Day 1a - Introduction
Learning objectives
In this exercise you learn how to
- find toy examples to work with,
- construct graphs using
vg construct
, - visualize graphs using
vg view
andBandage
, - convert graphs using
vg view
.
Getting started
Make sure you have vg
installed. It is already available on the course workstations. If you want to build it on your laptop, follow the instructions at the vg homepage (note that building vg
and all submodules from source can take ~1h). In this exercise, you will use small toy examples from the test
directory. So make sure you have checked out vg
repository:
cd ~
git clone https://github.com/vgteam/vg.git
Now create a directory to work on for this tutorial:
mkdir day1_intro
cd day1_intro
ln -s ~/vg/test/tiny
Constructing and viewing your first graphs
Like many other toolkits, vg
is comes with many different subcommands. First we will use vg construct
to build our first graph. Run it without parameters to get information on its usage:
vg construct
Let’s construct a graph from just one sequence in file tiny/tiny.fa
, which looks like this:
>x
CAAATAAGGCTTGGAAATTTTCTGGAGTTCTATTATATTCCAACTCTCTG
To construct a graph, run
vg construct -r tiny/tiny.fa -m 32 > tiny.ref.vg
This will create a graph that just consists of a linear chain of nodes, each with 32 characters.
The switch -m
tells vg
to put at most 32 characters into each graph node (you might want to run it with different values and observe the different results.) To visualize a graph, you can use vg view
. Per default, vg view
will output a graph in GFA format. By adding -j
or -d
, you can generate JSON or DOT output.
vg view tiny.ref.vg
vg view -j tiny.ref.vg
vg view -d tiny.ref.vg
To work with the JSON output the tool jq comes in handy. To get all sequences in the graph, for instance, try
vg view -j tiny.ref.vg | jq '.node[].sequence'
Next, we use graphviz to layout the graph representation in DOT format
vg view -d tiny.ref.vg | dot -Tpdf -o tiny.ref.pdf
View the PDF and compare it to the input sequence. Now vary the parameter passed to -m
of vg construct
and visualize the result.
Now let’s build a new graph that has some variants built into it. First, take a look at at tiny/tiny.vcf.gz
, which contains variants in (gzipped) VCF format.
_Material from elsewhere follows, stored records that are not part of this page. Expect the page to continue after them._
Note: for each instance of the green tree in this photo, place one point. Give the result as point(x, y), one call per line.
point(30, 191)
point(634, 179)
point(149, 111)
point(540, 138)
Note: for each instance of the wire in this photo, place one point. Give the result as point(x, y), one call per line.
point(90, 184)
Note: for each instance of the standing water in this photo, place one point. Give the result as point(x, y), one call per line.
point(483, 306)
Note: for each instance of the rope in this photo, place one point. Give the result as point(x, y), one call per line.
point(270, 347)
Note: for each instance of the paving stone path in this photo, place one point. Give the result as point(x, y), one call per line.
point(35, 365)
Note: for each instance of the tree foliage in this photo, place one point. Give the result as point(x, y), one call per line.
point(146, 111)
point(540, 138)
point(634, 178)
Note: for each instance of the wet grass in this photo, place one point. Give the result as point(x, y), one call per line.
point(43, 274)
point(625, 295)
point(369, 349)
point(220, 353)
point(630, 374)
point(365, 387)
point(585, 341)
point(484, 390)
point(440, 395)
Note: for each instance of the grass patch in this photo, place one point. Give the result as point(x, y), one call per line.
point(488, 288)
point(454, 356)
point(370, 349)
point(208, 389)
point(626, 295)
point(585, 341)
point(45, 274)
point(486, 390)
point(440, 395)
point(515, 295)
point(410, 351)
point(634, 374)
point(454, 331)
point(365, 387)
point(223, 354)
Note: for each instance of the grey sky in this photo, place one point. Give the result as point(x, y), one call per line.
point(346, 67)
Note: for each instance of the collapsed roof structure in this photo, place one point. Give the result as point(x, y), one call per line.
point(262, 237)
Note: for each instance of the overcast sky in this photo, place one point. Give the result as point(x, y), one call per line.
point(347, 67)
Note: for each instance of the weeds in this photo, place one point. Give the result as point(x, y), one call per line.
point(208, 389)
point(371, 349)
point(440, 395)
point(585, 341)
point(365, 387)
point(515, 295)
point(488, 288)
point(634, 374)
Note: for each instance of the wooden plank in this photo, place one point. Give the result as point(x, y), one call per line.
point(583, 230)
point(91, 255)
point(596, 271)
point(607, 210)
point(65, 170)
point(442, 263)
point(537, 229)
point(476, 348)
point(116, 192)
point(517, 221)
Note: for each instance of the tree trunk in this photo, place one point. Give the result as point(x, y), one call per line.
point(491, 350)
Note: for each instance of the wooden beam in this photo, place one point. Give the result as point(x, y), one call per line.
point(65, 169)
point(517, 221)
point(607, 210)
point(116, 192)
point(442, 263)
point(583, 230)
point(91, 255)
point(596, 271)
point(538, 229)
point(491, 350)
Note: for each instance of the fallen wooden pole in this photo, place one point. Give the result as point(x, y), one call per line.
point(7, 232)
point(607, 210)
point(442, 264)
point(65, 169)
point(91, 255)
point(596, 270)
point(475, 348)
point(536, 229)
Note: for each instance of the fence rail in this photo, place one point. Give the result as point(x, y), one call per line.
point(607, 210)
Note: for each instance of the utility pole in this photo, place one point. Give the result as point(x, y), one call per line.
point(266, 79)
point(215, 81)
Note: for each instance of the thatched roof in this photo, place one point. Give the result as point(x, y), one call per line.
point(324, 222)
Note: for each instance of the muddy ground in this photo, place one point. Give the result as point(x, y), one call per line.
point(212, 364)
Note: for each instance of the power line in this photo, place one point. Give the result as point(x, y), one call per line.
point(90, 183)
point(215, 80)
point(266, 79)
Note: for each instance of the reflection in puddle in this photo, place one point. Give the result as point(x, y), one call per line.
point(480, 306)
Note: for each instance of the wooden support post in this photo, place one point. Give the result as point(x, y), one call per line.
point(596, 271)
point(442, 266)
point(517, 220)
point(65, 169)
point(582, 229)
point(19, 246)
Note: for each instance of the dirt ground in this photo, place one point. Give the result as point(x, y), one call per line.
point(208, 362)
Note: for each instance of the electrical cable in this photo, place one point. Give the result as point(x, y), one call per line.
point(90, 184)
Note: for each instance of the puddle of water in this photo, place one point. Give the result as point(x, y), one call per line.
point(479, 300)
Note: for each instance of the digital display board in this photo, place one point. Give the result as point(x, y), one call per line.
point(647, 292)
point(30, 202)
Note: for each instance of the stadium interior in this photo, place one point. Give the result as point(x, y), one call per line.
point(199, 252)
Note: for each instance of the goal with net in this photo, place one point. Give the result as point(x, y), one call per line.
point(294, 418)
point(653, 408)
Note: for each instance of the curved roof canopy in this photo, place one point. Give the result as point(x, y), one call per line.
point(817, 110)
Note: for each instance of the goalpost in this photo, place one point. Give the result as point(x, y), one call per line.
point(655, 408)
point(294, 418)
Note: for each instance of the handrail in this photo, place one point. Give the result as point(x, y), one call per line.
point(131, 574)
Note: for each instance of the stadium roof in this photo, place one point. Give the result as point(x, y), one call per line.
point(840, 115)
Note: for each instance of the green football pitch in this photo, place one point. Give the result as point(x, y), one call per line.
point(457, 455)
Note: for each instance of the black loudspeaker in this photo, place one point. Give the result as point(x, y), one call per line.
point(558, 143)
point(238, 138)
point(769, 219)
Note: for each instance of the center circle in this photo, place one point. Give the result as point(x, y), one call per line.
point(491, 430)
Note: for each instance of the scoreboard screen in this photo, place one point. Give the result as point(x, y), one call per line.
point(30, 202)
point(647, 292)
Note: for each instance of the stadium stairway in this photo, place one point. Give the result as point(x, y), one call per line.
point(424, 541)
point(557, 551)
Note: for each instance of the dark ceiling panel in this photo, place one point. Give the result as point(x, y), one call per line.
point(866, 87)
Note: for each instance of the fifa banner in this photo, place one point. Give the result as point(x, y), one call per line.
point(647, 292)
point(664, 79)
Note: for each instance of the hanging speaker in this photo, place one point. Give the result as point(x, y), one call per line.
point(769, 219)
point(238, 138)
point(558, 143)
vg construct -r tiny/tiny.fa -v tiny/tiny.vcf.gz -m 32 > tiny.vg
Are there any warnings in the output? If yes, what do they indicate? Visualize the resulting graph.
Ok, that’s nice, but you might wonder which sequence of nodes actually corresponds to the sequence (tiny.fa
) you started from? To keep track of that, vg
adds a path to the graph. Let’s add this path to the visualization.
vg view -dp tiny.vg | dot -Tpdf -o tiny.pdf
You find the output too crowded? Option -S
removes the sequence labels and only plots node IDs.
vg view -dpS tiny.vg | dot -Tpdf -o tiny.pdf
Another tool that comes with the graphviz
package is Neato
. It creates force-directed layouts of a graph.
vg view -dpS tiny.vg | neato -Tpdf -o tiny.pdf
For these small graphs, the difference it not that big, but for more involved cases, these layouts can be much easier to read.
It’s also possible to read the graph in different formats. For instance, we can write the graph in GFA, modify it using text processing tools, and read it back in:
vg view tiny.vg > tiny.gfa
The GFA file has three elements. S
records represent nodes, L
records represent edges, and P
records represent paths.
We can use grep to remove the path lines:
cat tiny.gfa | grep -v ^P | vg view -dp - | dot -Tpdf -o tiny.no_path.pdf
Try to remove the nodes and/or the edges from the GFA file and visualize them. What happens?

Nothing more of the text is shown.